From a Republican perspective, this is a worrying blend of centralized power and corporate dominance. Mixing a federal workforce swap with outsized private partners risks sidelining small businesses and local innovators. It also concentrates data access and decision-making inside a small set of global firms.

Earlier this month the president signed an executive order aimed at establishing a national AI policy and limiting states from setting their own AI rules. That move has been called patently unconstitutional by opponents and will likely face legal challenges from governors across the political spectrum. The timing, coming days before the Tech Force launch, makes the national agenda and private partnerships move in lockstep.

Once Tech Force members complete their two-year terms, they may seek full-time jobs with participating companies that have agreed to consider alumni for employment. Private partners can similarly place employees into government roles for temporary details. That creates career pipelines that bind public service experience to private hiring practices.

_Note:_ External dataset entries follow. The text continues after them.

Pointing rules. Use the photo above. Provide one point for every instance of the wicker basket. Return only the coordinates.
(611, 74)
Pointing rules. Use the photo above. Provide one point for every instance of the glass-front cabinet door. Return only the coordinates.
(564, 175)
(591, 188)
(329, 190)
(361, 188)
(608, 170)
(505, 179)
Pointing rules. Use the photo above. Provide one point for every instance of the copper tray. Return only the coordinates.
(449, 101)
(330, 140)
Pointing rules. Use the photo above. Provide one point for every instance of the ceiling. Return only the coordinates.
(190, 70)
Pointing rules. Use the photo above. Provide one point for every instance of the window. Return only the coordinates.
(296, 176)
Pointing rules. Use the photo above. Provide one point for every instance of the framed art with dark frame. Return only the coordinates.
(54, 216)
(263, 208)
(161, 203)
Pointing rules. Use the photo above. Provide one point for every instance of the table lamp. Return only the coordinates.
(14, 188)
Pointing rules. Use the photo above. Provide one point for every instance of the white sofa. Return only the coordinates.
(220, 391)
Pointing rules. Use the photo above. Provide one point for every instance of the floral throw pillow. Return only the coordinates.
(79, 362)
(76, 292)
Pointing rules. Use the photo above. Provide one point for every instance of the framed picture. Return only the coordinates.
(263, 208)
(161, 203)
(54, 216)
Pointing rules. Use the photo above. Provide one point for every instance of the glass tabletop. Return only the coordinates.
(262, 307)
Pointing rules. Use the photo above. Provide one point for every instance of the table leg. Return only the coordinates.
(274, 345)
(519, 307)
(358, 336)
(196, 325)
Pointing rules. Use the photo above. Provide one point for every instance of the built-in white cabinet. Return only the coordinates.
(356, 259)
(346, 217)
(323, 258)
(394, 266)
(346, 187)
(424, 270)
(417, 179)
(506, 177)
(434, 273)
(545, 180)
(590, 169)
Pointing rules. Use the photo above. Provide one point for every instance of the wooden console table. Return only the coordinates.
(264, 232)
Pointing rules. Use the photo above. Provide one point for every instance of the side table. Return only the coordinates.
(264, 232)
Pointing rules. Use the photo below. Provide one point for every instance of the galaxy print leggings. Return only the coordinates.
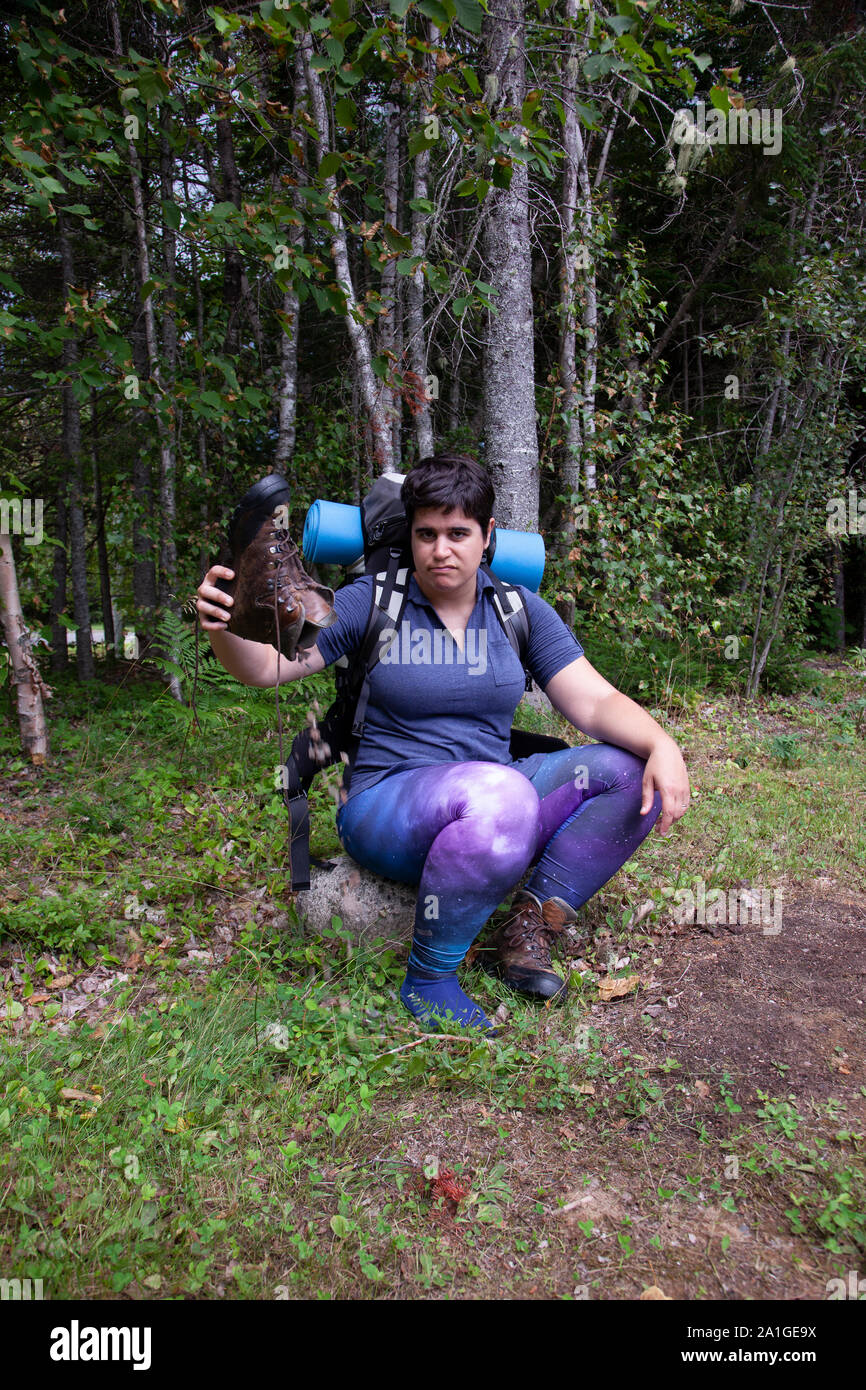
(466, 833)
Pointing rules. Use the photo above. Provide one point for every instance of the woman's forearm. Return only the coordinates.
(252, 663)
(617, 720)
(257, 663)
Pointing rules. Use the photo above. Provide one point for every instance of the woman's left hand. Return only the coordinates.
(665, 773)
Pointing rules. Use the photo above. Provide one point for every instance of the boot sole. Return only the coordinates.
(495, 969)
(262, 499)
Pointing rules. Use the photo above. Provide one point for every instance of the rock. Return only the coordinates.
(369, 906)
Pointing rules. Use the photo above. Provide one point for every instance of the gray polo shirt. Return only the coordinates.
(431, 702)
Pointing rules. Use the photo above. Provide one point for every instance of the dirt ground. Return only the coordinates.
(761, 1018)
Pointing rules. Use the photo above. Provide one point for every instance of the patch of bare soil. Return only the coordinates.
(780, 1014)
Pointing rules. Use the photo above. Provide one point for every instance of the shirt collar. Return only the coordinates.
(414, 595)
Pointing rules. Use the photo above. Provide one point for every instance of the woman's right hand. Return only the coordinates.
(211, 603)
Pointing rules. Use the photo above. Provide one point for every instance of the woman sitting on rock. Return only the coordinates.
(435, 798)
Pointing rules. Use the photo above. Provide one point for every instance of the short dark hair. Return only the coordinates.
(449, 481)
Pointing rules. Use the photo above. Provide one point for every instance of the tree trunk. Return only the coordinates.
(416, 348)
(838, 595)
(71, 449)
(25, 677)
(359, 337)
(570, 405)
(509, 367)
(289, 317)
(60, 642)
(387, 323)
(104, 577)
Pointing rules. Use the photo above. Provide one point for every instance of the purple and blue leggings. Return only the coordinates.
(466, 833)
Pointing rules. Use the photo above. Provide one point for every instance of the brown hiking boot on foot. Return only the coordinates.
(275, 601)
(523, 944)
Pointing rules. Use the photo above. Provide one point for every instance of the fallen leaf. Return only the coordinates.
(609, 990)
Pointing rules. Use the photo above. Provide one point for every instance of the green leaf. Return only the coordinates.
(395, 241)
(330, 164)
(469, 14)
(419, 142)
(77, 177)
(598, 66)
(171, 216)
(346, 113)
(437, 13)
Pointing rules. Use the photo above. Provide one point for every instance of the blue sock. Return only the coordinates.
(431, 1000)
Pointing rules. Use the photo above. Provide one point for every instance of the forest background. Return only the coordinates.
(616, 252)
(328, 239)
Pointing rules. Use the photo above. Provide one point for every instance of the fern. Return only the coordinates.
(175, 637)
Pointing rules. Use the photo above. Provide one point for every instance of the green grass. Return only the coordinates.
(264, 1129)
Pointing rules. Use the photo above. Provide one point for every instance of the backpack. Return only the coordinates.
(388, 558)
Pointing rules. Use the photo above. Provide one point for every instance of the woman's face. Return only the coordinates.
(446, 549)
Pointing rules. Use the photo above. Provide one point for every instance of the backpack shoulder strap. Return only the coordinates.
(512, 613)
(389, 592)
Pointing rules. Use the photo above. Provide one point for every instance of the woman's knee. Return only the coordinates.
(503, 802)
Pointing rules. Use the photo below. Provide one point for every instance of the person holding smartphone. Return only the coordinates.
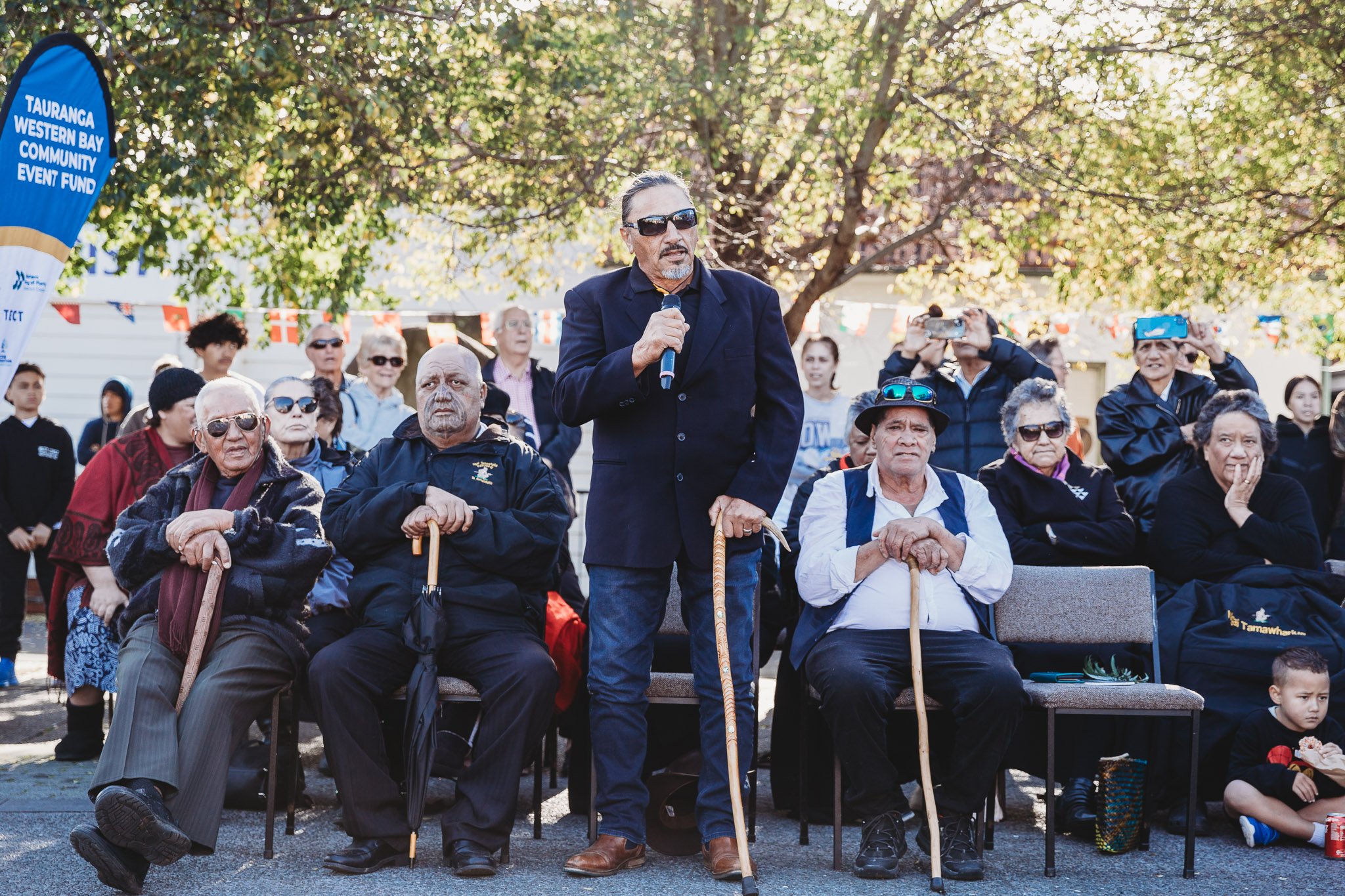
(971, 391)
(1146, 425)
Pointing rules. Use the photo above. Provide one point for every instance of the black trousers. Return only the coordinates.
(351, 677)
(860, 675)
(14, 590)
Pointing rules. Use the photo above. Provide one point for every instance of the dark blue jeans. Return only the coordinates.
(626, 610)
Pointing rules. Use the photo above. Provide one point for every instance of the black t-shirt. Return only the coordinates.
(1265, 757)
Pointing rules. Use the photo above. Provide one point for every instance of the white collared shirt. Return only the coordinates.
(883, 601)
(963, 383)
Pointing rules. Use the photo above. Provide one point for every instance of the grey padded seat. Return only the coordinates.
(1139, 696)
(671, 684)
(455, 688)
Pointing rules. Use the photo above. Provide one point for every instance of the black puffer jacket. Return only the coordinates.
(494, 575)
(1141, 437)
(276, 545)
(1084, 513)
(973, 437)
(1308, 458)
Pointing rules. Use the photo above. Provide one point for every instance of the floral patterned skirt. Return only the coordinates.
(91, 648)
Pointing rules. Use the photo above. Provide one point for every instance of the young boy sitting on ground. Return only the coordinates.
(1273, 788)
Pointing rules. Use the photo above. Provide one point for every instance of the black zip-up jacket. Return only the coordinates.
(973, 437)
(1308, 458)
(1084, 512)
(276, 548)
(1195, 538)
(494, 576)
(1141, 437)
(37, 473)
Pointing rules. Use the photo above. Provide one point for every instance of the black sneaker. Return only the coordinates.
(881, 847)
(118, 867)
(959, 860)
(135, 817)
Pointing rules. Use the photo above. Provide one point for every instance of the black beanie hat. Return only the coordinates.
(171, 387)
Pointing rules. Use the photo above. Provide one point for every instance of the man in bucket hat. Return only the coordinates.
(853, 637)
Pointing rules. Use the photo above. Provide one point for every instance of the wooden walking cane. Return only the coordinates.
(198, 636)
(731, 714)
(923, 730)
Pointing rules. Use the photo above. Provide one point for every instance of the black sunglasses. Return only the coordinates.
(286, 405)
(655, 224)
(246, 423)
(898, 391)
(1033, 433)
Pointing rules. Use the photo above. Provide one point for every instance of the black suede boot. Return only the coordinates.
(1075, 807)
(84, 734)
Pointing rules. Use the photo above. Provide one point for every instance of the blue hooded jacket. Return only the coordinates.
(100, 430)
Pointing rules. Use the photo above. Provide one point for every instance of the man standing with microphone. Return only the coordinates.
(669, 456)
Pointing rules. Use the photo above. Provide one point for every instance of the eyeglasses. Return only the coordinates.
(1032, 433)
(218, 429)
(655, 224)
(286, 405)
(898, 391)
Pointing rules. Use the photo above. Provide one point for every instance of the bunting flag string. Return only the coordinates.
(440, 333)
(284, 326)
(177, 320)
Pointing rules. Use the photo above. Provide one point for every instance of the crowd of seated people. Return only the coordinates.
(971, 468)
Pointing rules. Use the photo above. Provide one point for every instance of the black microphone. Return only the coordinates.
(670, 300)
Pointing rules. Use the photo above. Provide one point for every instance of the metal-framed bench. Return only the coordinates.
(1095, 605)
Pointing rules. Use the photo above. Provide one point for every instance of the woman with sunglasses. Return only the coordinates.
(1057, 511)
(373, 406)
(292, 410)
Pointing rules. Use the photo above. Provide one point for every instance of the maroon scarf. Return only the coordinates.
(182, 587)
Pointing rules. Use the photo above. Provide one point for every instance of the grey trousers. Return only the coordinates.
(187, 754)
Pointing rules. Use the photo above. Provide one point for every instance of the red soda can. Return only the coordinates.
(1336, 836)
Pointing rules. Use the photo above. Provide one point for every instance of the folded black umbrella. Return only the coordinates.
(424, 631)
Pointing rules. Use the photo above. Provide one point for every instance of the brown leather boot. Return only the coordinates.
(721, 859)
(607, 856)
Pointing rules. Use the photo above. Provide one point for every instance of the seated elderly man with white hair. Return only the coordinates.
(160, 782)
(853, 637)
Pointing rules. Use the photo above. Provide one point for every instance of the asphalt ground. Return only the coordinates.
(42, 800)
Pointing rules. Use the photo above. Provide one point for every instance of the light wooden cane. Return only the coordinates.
(731, 717)
(198, 637)
(431, 581)
(923, 730)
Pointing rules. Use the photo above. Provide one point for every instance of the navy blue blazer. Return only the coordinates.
(661, 457)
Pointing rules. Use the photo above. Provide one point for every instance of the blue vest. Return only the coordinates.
(860, 505)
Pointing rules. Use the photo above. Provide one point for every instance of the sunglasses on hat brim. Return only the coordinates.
(900, 391)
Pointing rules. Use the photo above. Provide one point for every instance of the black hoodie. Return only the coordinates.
(1308, 458)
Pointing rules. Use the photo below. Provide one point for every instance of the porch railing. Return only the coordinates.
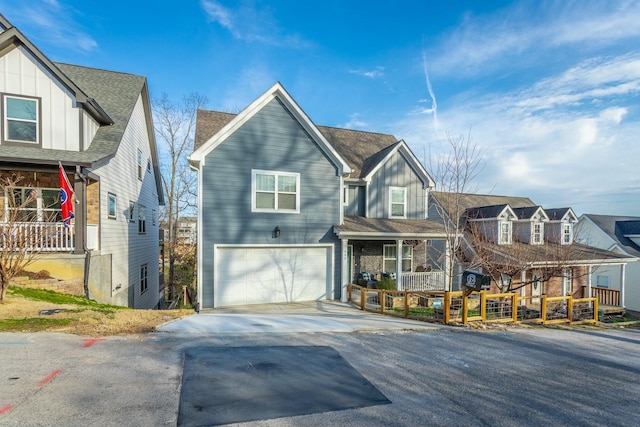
(423, 281)
(38, 236)
(605, 296)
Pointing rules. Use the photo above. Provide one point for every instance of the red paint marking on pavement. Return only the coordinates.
(88, 342)
(49, 378)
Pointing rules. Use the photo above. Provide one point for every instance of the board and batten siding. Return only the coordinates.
(271, 140)
(396, 172)
(119, 237)
(60, 120)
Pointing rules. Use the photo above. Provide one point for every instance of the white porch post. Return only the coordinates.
(623, 268)
(399, 264)
(344, 243)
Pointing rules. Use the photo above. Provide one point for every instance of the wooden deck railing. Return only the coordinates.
(455, 307)
(38, 236)
(605, 296)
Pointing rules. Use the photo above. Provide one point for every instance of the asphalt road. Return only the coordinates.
(437, 377)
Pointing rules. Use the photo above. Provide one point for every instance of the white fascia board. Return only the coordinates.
(413, 161)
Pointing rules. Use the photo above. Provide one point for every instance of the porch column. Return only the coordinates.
(399, 264)
(447, 265)
(79, 188)
(344, 274)
(623, 268)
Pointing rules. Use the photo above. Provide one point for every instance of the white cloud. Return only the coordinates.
(562, 141)
(530, 31)
(377, 72)
(53, 19)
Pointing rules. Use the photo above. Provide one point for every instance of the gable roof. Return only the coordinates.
(528, 212)
(11, 36)
(489, 212)
(275, 91)
(618, 228)
(561, 214)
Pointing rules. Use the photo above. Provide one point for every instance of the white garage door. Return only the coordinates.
(262, 275)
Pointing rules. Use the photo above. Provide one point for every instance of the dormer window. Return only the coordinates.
(567, 234)
(21, 119)
(397, 202)
(537, 231)
(505, 233)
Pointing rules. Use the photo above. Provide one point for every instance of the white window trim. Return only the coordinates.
(140, 170)
(563, 228)
(410, 259)
(509, 235)
(142, 219)
(404, 202)
(540, 239)
(6, 118)
(255, 172)
(144, 278)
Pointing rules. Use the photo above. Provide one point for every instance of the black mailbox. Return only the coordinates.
(476, 281)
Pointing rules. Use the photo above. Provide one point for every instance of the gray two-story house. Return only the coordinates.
(290, 211)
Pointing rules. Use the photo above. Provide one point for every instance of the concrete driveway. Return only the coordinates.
(316, 316)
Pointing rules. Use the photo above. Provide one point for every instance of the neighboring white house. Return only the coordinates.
(98, 125)
(621, 235)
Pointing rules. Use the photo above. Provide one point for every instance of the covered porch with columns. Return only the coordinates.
(402, 250)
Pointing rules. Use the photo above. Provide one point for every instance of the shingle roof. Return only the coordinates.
(467, 201)
(361, 150)
(556, 214)
(616, 227)
(117, 93)
(551, 253)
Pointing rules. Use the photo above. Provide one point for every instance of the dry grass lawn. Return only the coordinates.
(18, 314)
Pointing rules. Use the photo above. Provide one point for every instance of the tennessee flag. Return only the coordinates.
(65, 197)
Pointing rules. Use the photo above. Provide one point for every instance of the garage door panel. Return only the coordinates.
(271, 275)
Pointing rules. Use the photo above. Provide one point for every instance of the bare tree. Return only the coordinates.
(175, 127)
(454, 174)
(507, 264)
(19, 239)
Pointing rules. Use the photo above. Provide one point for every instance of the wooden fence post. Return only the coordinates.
(447, 307)
(407, 299)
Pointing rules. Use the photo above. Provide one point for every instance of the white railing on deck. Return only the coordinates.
(423, 281)
(39, 236)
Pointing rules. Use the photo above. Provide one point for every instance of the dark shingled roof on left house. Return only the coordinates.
(361, 150)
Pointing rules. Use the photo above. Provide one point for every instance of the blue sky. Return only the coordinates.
(548, 90)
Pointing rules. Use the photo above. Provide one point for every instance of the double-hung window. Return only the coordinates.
(275, 191)
(397, 202)
(505, 233)
(144, 281)
(21, 119)
(142, 219)
(33, 204)
(390, 255)
(567, 234)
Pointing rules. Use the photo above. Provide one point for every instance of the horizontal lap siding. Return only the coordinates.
(271, 140)
(396, 172)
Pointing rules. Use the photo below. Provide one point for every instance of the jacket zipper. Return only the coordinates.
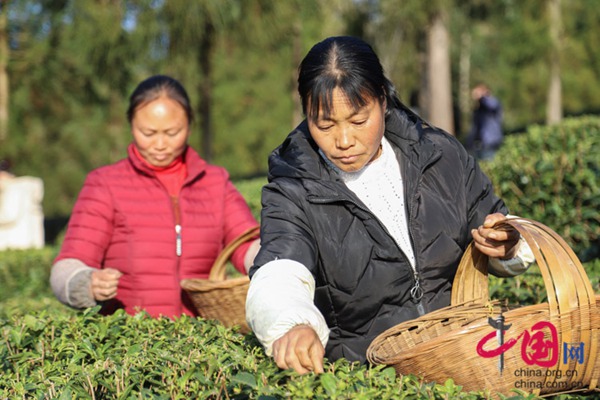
(416, 292)
(178, 245)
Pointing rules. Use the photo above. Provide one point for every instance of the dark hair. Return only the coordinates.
(347, 63)
(155, 86)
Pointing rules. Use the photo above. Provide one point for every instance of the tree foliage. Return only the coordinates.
(72, 65)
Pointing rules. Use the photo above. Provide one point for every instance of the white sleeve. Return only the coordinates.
(70, 280)
(281, 296)
(513, 266)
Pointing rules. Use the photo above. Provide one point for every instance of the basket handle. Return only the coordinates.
(567, 284)
(217, 271)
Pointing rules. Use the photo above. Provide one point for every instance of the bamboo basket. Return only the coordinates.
(219, 297)
(449, 343)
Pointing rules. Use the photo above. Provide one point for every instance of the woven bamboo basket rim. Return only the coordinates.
(217, 278)
(569, 292)
(218, 297)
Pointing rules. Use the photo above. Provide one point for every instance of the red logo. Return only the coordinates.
(535, 348)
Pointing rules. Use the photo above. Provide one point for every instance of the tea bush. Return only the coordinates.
(552, 174)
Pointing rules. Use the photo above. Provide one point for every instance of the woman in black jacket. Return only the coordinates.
(366, 215)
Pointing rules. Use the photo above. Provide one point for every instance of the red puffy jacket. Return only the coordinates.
(125, 219)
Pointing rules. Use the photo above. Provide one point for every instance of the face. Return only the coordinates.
(350, 138)
(160, 131)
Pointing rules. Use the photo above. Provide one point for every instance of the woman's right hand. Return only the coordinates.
(104, 283)
(300, 349)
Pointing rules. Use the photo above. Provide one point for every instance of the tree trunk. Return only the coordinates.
(440, 86)
(205, 102)
(465, 82)
(296, 59)
(4, 54)
(554, 112)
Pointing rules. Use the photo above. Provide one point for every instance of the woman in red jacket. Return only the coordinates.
(161, 215)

U.S. Office of Personnel Management Director Scott Kupor put it plainly: “We’re trying to reshape the workforce to make sure we have the right talent on the right problems,” he told CNBC’s “Squawk Box” on Monday morning. The official program statement says the engineering corps will be working on “high-impact technology initiatives including AI implementation, application development, data modernization, and digital service delivery across federal agencies.”

The stated aims are efficiency and modernization, but the trade-offs deserve scrutiny. Replacing human judgment with automated systems may speed processes, yet algorithms are not neutral and can entrench errors or bias. Conservatives should insist on transparency, limits on centralized data control, and protections for individual rights as the government hands more tasks to private AI systems.